- Title card
- Directed by: Bharathi Mohan
- Written by: Bharathi Mohan
- Produced by: Santha Chandrasekaran
- Starring: Ramarajan Nishanthi Pandiyan Madhuri
- Cinematography: P. Ganesapandiyan
- Edited by: S. S. Nazir
- Music by: S. A. Rajkumar
- Production company: Sri Shanthalaya
- Release date: 27 May 1988;
- Country: India
- Language: Tamil

= Rayilukku Neramachu =

Rayilukku Neramachu is a 1988 Indian Tamil-language film written and directed by Bharathi Mohan. The film stars Ramarajan and Nishanthi. It was released on 27 May 1988.

== Plot ==

Manikkam attends a wedding in his village with his relatives and tries to help a woman in need. Problems arise when that woman informs everyone that she is his wife. Shocked, Manikkam questions the woman for lying about being his wife, and she reveals herself as Chellakili who hails from another village.

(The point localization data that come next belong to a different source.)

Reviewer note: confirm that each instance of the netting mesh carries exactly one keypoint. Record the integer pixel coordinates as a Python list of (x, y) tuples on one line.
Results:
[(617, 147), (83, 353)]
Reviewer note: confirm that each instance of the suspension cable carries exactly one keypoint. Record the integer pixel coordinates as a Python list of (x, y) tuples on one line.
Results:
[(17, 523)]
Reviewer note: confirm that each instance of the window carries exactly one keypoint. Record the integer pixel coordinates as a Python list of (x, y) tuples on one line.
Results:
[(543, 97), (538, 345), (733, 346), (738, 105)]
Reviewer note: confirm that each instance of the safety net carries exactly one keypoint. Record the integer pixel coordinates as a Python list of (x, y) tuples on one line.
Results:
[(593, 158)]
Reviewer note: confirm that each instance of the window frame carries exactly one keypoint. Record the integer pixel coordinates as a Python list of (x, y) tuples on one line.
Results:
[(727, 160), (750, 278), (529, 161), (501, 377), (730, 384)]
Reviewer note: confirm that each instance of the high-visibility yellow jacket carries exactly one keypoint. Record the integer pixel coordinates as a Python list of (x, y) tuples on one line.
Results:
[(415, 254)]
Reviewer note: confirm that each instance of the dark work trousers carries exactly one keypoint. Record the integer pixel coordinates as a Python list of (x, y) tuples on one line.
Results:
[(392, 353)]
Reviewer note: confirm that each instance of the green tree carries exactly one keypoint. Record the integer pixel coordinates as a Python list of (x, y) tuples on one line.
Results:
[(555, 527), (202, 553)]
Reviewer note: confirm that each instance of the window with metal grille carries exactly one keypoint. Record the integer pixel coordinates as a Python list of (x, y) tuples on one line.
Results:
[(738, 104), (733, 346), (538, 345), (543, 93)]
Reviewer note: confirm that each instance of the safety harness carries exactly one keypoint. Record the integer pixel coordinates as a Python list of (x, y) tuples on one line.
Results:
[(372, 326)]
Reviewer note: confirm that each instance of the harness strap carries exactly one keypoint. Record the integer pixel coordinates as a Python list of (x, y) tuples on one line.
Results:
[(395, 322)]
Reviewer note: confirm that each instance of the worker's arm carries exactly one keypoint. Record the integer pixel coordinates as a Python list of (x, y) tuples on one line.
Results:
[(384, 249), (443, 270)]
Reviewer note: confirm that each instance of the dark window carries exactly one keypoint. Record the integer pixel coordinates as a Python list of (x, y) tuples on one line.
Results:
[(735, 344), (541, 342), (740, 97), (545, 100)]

She and Kuyili were best friends there. Kuyili fell in love with Pandiyan who joined as an administrative officer for the temple. Pandiyan finds out about the fraudulent activities done by Vinu Chakravarthy in temple and gets him arrested. Vinu Chakravarthy who swears revenge sexually harasses Kuyili and kills Pandiyan. Vinu who set his eyes on Chellakili who is his wife's sister decides to marry her. Chellakili who is not interested to marry runs away from home. After hearing the flashback, Manikkam decides to protect her and in the process both fall in love. Manikkam's father who is initially against their love later relents and asks for Vinu's permission fora marriage proposal who refuses and insults them and again conducts a marriage between him and Chellakili. Both Manikkam and Chellakili try to elope and are chased by Vinu and his men. In the end, Vinu gets killed by Kuyili and Manikkam and Chellakili get united.

== Cast ==
- Ramarajan as Manikkam
- Nishanthi as Chellakili
- Pandiyan as Officer
- Madhuri as Kuyili
- S. S. Chandran
- V. K. Ramasamy
- Vinu Chakravarthy
- Manorama
- Gandhimathi
- Chinni Jayanth
- Thyagu
- Kumarimuthu
- Oru Viral Krishna Rao
- C. R. Saraswathi

== Soundtrack ==
The music was composed by S. A. Rajkumar who also wrote the lyrics.

| Song | Singers |
|---|---|
| "Aatha Kungumakari" | S. P. Sailaja |
| "Aathangarai Thoppukulla" | Malaysia Vasudevan, S. P. Sailaja |
| "Devi Varuval" | Rajkumar Bharathi |
| "Poravale Ponnuthayi" | S. P. Balasubrahmanyam, Swarnalatha |
| "Poravalthan Ponnuthayi" | P. Susheela |
| "Raajaraagam" | S. P. Balasubrahmanyam, K. S. Chithra |
| "Thanni Eraikiyile" | Rajkumar Bharathi |
| "Yelai Malai Katru" | S. A. Rajkumar, Ramesh |

== Reception ==
Jayamanmadhan of Kalki called it a routine rural story.